Une bonne qualité de vie se définit donc par un sentiment de bien-être, une intégration sociale satisfaisante et un bon état physique.
Aujourd'hui, les objectifs de la médecine consistent davantage à atténuer les conséquences de la maladie et à améliorer la qualité de vie qu'à obtenir des progrès en matière d'allongement de l'espérance de vie.
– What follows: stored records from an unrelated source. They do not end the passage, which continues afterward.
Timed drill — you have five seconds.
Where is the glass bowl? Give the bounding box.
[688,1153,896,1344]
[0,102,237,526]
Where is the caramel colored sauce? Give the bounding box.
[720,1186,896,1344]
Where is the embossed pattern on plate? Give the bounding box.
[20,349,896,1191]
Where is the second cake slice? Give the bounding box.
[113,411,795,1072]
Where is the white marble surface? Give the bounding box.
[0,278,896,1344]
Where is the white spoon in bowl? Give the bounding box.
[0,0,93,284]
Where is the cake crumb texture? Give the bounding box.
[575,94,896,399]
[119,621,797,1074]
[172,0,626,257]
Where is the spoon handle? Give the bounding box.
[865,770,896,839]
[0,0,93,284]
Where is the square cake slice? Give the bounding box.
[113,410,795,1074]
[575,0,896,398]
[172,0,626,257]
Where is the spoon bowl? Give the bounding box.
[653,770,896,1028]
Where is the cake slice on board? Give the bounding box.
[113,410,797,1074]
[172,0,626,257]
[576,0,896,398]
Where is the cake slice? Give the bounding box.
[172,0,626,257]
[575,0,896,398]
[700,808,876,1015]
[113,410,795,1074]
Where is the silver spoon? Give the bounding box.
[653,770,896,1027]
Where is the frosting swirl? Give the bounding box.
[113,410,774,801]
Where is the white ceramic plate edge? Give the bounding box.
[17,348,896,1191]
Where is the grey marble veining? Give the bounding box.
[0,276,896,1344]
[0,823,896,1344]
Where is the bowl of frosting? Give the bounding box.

> Le Professeur Robert Launois
Agrégé des Facultés de Sciences Economiques, Docteur Es Sciences Economiques (Université Paris I), Professeur à l'Université Paris XIII, le Professeur Robert Launois dirige l'Institut de Recherche et d'Evaluation Médicale et Economique (IREME).
L'IREME est actuellement rattaché au Département de Santé Publique à la Faculté de Médecine Léonard de Vinci de Bobigny où Robert Launois est Professeur d'Economie de la Santé.
La fréquence très élevée de la maladie veineuse dans la population générale et son évolution insidieuse sur de nombreuses années conduisent paradoxalement à sous-estimer sa gravité.
Les symptômes de cette pathologie ne sont pas toujours associés aux signes objectifs tels que les varicosités, les veines dilatées, les ulcères variqueux.
Pour mesurer le retentissement de la maladie veineuse sur le vécu quotidien et la qualité de vie des patients, on a réalisé des entretiens.
Le guide d'entretien a été établi grâce aux articles scientifiques déjà publiés sur ce sujet et à des interviews avec quatre médecins spécialistes (angiologues, dermatologues et phlébologues) et trois médecins généralistes.
Identifier les plaintes physiques, psychologiques ou d'ordre social, ainsi que le sentiment global de mauvaise santé des patients.